Boston, MA (PRWEB) March 17, 2011
Great music cities each have their unique quality: New Orleans, Nashville, Austin and Brooklyn, among others. Boston-based start-up, Microfundo, which uses Web-based, social-network-style "crowdfunding" to promote live shows, wants to know what it would take to make Boston the next music mecca of North America.
By applying the same crowdsourcing energy that created projects like Wikipedia to music, Microfundo is betting that it can place the future of a thriving Boston music scene entirely in the hands, (and music heads) of Boston.
Brad Powell, Microfundo's Chief Inspiration Officer, says: "Believe it or not, the future of music, especially when you're talking about the heart of a local music scene, is going to look less like Live Nation and more like Rue La La."
He's talking about the online one-day sale boutique that regularly creates excitement and stampedes for the fashion conscious.
Crowdfunding music acts is not new. But Microfundo takes the concept to another level. The company has taken the exclusive sale boutique template and extended it to music, with the goal of engaging fans to bring artists to town and fund live shows directly.
Ironically, the inspiration for Microfundo, and its plans for boosting Boston's music scene, comes from Brazil. "In the favelas of Brazil," Powell explains, "there's a local music movement called 'Tecno brega' in which local bands team up with a presenter to put on a show. The bands give their music to street vendors who sell MP3 copies for super cheap and promote the show. The artists get no money from the music sales - but they sell out their shows! The most successful tecno brega bands are giving away their music - and touring and selling out large shows all over Brazil. When I first saw this I thought, 'If they can do this so well in the favelas in Brazil, surely we can do something like this in Boston.'"
"Of course, here in Boston it has to be a little different," Powell says. Microfundo's method is to work with an artist who has an upcoming performance and host an exclusive release of their music - available for one day only at the bargain price of 'pay what you will. The goal of the exclusive release is to promote the upcoming show at a local venue.
Boston fans can rally to bring a favorite artist to the city. They get a great deal on an exclusive release and are actively involved in creating their own thriving music scene. The artists get to play to a sold out show. And the local venue is able to put on a show with less risk.
Microfundo's example suggests that Boston's uniqueness could come from a special combination of music and technology.
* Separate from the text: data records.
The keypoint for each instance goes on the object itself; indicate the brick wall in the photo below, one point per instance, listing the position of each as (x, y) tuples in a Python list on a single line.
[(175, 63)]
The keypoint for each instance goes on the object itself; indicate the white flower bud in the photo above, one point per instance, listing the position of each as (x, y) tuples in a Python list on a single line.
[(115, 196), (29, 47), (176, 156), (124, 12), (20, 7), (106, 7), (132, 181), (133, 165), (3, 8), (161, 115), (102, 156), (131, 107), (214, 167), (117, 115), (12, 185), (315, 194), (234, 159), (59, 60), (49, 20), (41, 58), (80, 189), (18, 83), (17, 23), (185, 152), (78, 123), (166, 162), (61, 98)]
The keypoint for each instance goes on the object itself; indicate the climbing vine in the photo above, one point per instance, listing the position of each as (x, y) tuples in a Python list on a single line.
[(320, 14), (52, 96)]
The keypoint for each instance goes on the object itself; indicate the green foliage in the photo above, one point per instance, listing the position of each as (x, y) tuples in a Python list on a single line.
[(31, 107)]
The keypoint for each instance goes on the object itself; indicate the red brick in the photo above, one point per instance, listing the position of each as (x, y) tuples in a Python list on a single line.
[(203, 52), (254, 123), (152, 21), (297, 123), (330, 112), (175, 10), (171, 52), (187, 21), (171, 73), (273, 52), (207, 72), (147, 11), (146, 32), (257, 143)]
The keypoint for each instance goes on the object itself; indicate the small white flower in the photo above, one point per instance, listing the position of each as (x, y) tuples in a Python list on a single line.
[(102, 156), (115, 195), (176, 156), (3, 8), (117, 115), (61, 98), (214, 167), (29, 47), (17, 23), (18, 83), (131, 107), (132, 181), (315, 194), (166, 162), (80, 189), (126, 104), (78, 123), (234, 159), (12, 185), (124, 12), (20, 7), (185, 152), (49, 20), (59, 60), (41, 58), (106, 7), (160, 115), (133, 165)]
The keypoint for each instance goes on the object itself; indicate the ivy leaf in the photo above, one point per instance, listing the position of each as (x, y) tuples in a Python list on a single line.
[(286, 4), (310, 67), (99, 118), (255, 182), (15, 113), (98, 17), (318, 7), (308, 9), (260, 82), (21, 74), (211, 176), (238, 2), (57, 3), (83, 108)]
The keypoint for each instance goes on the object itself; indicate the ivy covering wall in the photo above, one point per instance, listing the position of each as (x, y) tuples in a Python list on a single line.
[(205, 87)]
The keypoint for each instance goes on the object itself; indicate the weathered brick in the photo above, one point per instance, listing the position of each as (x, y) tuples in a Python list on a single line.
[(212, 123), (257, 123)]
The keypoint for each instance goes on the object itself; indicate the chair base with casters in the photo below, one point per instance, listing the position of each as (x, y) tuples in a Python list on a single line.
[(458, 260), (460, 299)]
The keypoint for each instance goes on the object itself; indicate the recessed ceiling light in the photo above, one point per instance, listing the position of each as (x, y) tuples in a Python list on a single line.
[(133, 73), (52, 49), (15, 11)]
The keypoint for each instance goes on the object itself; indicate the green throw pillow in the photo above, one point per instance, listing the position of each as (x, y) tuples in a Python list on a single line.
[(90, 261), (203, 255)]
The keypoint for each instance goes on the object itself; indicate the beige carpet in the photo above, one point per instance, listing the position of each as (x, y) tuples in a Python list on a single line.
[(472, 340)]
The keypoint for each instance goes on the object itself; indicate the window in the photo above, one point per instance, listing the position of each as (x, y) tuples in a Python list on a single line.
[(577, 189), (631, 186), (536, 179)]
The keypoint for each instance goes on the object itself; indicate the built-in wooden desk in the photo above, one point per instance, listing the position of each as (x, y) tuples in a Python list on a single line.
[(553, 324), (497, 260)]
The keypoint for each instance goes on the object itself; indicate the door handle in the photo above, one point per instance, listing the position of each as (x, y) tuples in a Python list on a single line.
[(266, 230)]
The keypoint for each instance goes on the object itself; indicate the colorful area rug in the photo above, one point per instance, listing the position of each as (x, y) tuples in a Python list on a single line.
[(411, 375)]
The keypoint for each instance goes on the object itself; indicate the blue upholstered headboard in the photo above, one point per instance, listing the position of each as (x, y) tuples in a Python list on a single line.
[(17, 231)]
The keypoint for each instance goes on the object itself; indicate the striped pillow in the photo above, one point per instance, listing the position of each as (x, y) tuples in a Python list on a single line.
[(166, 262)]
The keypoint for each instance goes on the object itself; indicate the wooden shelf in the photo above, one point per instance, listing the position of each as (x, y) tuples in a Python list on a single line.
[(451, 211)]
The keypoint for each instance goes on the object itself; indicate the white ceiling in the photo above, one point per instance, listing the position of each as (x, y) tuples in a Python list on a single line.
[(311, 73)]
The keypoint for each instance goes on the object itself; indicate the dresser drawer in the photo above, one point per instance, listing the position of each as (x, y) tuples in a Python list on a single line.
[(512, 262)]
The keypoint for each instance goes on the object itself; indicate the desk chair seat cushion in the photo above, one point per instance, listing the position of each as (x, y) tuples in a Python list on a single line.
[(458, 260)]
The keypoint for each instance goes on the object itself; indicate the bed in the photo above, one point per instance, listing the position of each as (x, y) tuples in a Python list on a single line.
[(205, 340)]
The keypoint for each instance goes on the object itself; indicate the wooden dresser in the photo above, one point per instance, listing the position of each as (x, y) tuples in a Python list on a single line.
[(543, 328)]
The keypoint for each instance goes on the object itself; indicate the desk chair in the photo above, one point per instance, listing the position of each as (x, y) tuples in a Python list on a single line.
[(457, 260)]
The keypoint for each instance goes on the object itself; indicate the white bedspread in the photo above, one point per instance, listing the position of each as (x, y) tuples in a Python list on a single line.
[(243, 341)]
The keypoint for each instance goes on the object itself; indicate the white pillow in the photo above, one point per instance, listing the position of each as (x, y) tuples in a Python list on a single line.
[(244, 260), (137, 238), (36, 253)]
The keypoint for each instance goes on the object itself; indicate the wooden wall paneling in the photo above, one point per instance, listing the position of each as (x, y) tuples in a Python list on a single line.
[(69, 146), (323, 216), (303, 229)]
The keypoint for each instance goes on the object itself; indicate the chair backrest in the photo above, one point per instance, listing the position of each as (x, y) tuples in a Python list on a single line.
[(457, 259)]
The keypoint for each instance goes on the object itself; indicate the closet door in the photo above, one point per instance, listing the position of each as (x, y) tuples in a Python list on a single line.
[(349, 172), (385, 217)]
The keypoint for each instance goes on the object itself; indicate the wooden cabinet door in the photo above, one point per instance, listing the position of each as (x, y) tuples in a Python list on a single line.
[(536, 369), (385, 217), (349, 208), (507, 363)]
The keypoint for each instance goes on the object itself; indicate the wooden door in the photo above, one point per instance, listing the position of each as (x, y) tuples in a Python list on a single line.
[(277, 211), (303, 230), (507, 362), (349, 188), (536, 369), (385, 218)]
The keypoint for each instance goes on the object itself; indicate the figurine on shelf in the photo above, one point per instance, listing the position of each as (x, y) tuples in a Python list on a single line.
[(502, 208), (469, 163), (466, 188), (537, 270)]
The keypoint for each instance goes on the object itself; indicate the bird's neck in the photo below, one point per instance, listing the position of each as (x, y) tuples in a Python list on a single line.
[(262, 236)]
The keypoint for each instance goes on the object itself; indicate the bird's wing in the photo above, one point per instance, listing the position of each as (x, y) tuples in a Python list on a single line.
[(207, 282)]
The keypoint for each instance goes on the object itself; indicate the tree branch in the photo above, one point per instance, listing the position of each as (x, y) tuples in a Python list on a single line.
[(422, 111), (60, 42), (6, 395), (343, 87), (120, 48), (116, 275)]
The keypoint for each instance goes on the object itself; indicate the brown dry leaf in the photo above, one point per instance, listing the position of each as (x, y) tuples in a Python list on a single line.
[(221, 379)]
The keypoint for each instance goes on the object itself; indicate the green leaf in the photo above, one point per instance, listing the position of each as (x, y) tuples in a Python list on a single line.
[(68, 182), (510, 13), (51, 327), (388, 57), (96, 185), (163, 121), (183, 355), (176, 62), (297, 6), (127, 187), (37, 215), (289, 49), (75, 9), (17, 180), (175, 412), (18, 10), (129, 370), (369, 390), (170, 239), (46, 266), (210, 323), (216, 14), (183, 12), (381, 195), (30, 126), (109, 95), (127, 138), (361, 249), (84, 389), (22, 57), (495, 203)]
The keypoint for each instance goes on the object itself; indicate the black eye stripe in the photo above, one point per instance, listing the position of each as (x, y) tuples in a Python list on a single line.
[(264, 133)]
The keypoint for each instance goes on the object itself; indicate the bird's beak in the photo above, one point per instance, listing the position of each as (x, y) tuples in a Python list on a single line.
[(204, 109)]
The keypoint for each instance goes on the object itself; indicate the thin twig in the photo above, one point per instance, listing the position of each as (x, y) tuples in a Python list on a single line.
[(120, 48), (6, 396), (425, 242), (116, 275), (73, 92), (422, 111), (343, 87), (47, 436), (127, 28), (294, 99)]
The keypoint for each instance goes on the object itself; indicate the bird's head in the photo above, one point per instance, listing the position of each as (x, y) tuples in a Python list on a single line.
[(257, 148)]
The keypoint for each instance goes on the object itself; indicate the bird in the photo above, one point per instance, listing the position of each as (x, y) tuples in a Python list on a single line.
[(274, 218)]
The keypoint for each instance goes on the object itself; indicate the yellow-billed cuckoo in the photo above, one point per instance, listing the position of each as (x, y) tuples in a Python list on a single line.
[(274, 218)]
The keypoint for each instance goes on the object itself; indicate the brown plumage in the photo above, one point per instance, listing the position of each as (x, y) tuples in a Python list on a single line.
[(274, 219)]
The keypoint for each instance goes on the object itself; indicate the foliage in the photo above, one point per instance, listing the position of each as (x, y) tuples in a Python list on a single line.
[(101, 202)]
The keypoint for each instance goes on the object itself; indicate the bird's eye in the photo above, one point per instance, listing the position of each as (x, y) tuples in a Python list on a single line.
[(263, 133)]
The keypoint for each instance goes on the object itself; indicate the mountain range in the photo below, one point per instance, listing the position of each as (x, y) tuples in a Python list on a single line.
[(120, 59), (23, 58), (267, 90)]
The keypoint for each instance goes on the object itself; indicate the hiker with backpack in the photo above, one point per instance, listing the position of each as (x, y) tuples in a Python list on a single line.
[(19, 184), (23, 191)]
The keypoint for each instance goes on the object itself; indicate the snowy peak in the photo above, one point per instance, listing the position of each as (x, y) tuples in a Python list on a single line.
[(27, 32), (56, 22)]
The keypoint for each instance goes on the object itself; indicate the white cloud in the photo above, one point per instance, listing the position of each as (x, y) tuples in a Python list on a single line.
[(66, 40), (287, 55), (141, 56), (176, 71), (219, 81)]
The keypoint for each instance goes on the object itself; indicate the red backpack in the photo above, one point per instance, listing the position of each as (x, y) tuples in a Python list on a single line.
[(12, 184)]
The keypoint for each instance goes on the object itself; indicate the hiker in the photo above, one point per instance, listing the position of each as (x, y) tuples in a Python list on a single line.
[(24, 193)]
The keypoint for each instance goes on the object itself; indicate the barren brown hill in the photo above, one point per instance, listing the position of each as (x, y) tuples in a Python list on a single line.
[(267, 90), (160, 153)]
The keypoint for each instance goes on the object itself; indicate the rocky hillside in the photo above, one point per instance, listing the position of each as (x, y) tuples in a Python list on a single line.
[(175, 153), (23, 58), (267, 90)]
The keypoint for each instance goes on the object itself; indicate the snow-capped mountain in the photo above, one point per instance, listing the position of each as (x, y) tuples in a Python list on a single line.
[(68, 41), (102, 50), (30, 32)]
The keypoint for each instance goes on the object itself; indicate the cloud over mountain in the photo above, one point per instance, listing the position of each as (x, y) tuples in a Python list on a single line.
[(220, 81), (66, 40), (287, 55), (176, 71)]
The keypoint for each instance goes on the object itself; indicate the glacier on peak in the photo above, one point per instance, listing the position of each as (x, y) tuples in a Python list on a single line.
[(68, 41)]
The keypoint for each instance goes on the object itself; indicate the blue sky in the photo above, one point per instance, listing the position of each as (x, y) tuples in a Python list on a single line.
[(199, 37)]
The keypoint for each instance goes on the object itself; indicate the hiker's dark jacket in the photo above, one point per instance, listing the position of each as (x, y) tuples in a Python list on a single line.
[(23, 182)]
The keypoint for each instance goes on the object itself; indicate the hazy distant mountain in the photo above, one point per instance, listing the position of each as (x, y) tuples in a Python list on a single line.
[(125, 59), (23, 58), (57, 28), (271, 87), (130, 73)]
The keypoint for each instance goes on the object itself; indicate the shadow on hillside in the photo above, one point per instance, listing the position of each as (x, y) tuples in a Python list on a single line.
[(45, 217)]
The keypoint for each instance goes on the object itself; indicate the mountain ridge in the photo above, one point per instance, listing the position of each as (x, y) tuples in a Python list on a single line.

This leading edge could be derived from harnessing the wisdom of crowds - empowering local fans to produce local events, creating their own music scene and supporting favorite musicians that want to perform here.
Here are three upcoming projects that show the range of Microfundo's work:
1. Boston-based Italian folk ensemble, Newpoli are launching their completely crowdfunded CD project at the Regatta Bar on April 14th at 7:30pm. Newpoli is made up of alumni from Berklee College of Music and New England Conservatory. To help promote the show, fans will be able to get an exclusive EP download for the price 'pay what you will' on Microfundo. Information: http://www.microfundo.com/newpoli
2. Boston rock legend Rick Berlin is collaborating with Berklee faculty member and bassist, Tom Applman for an exclusive live performance of Pink Foloyd's legendary album 'Dark Side of the Moon' at Johnny D's April 14th at 7:30pm. Berlin has been curating his extensive catalog and offering a free song-a-week (complete with the story behind each song) every week for all of 2011 on the Microfundo site. Information: http://www.microfundo.com/category/song-a-week/
3. Just one year past the Haiti earthquake Microfundo and Boston non-profit Peacetones are collaborating on a singer-songwriter project called 'Haiti Sings.' Last summer Peacetones went to Haiti and recorded several young musicians in Port au Prince and then held a crowdfunding style contest called 'Haiti Sings'. The winner, a young singer named Wanito, raised over $4,000 and will be coming to Boston in April for performances at the Beehive, the Western Front and Bull McCabe's. He will also record his first album at Chillhouse Studios in Charlestown. Information: http://www.microfundo.com/haitisings/
Headquartered in Davis Square, Somerville, Microfundo was founded on a simple premise: to change the way the world funds music. Microfundo has taken crowdfunding and the private sale boutique template and extended it to music, with the goal of turning the hit-driven music industry system on its head and engaging fans to fund artists from around the world. The company's rich social network of artists and fans also unites people by building greater cultural awareness and international economic development.